Nach dem Tod seiner Frau, rief Leonhard Mautner die Alix G. Mautner Memorial Lectures ins Leben, die einem Wissenschaftler die Gelegenheit geben sollten, eine Vortagsreihe für eine breites Publikum zu einem interessanten Thema zu halten. Er konnte 1983 Feynman als ersten Mautner Lecturer gewinnen.

In seiner Einleitung, erläutert Feynman, dass er mit vier Vorlesungen der Bitte von Alix Mautner – wenn auch verspätet – nachzukommen versuchen wird, die seltsameren Theorie der Wechselwirkungen zwischen Licht und Materie, die Quanten Elektrodynamik (QED), auch für Nicht-Physiker verständlich, zu erläutern.

Wie bereits andere populäre Vorträge Feynmans, etwa 'The Character of Physical Law', wurden die Vorlesungen aufgezeichnet und liegen nun in Form dieses schlanken Bändchens vor.

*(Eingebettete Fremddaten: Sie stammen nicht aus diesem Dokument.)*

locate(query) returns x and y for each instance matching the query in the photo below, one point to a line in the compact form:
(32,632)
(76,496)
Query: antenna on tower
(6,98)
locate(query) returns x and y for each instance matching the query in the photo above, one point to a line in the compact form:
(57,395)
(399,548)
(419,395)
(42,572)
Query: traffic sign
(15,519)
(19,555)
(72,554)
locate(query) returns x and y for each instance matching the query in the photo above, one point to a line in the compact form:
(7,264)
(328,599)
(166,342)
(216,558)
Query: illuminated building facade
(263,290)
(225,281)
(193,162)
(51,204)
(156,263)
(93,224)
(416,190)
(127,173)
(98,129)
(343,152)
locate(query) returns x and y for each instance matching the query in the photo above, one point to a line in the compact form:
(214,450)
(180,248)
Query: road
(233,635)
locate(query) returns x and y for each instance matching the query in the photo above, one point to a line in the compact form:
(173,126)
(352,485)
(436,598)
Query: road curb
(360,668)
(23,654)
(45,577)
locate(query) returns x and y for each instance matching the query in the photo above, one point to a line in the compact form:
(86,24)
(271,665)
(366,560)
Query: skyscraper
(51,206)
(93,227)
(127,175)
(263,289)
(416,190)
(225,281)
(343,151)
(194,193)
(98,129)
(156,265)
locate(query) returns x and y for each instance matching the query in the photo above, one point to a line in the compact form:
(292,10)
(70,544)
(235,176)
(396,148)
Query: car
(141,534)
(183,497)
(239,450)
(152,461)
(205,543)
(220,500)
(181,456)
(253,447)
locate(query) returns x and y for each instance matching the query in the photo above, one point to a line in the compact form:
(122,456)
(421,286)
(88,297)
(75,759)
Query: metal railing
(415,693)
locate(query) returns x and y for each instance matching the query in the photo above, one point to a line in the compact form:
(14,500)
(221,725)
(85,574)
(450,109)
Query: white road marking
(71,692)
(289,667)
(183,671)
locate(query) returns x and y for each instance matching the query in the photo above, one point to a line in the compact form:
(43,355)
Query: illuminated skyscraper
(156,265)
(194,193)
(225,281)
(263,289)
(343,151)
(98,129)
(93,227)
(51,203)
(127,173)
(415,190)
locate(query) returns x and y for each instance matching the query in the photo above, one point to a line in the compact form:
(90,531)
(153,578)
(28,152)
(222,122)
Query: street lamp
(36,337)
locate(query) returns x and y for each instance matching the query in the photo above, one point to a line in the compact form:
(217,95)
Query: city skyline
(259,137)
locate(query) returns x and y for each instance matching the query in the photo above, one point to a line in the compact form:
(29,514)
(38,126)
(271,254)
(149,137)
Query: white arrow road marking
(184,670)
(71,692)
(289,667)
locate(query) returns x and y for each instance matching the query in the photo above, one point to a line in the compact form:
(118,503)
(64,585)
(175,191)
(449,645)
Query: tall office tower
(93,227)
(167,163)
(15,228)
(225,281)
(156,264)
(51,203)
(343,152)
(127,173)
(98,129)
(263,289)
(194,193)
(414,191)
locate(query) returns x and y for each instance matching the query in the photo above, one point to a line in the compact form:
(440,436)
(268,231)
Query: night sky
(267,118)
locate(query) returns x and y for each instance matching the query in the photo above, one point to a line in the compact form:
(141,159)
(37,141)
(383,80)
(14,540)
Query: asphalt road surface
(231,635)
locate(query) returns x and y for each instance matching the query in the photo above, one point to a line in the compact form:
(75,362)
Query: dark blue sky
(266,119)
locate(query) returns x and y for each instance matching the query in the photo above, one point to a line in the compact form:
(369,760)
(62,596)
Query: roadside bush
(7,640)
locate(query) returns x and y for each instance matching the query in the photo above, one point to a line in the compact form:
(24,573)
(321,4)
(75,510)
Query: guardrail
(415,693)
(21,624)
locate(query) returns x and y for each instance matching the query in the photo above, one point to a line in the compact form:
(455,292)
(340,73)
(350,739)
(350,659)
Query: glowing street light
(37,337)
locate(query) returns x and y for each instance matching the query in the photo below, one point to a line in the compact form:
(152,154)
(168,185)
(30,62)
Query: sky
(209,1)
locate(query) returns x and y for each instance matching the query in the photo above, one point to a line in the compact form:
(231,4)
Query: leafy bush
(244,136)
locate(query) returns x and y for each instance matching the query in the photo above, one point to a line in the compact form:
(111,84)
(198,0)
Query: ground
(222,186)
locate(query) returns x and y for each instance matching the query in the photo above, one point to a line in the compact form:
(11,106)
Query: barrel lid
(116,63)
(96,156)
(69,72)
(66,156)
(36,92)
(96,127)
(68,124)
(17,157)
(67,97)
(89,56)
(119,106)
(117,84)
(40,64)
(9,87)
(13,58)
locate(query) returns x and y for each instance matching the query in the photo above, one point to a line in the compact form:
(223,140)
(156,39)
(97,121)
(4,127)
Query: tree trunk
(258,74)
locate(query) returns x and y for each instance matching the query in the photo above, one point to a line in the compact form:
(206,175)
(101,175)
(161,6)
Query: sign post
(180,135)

Richard Feynman war nicht nur ein erstrangiger Physiker, der gerade für seine Beiträge zur QED gemeinsam mit J. Schwinger und S. Tomonaga den Nobelpreis erhielt, er war auch ein begnadeter Lehrer, dessen direkter Vortragsstil seine Zuhörer oft an einen Magier erinnerten. Er hatte die Fähigkeit, physikalische Phänomene von vielen verschieden Perspektiven aus zu betrachten und zu durchleuchten, bis der Kern der Sache freigelegt war und er deren Wesen klar und einfach formulieren konnte. Diesen 'Zauber' wendet Feynman auch auf die QED an, ohne Umschweife führt er seinem Auditorium die skurrile Natur des Licht vor Augen, um gleich folgend die seltsamen Regeln, nach denen sich die Quanten Objekte verhalten, darzustellen. Feynman kommt dabei ohne den technischen Begriffsapparat des Physikers aus, er veranschaulicht seinen Hörern quantenmechanische Amplitudenfunktionen mit Hilfe von rotierenden Uhrzeigern und kleinen Pfeilen, die es nach bestimmten Regeln zu kombinieren gilt. Er betont bei dieser Gelegenheit, dass niemand weiß oder versteht 'wieso' Quanten sie gerade nach diese einfachen aber kontra-intuitiven Regel verhalten. Überwindet man aber einmal diese 'psychologischen' Hindernisse, kann man diese Regeln auf viele konkrete Situationen anwenden und erhält sinnvolle Resultate.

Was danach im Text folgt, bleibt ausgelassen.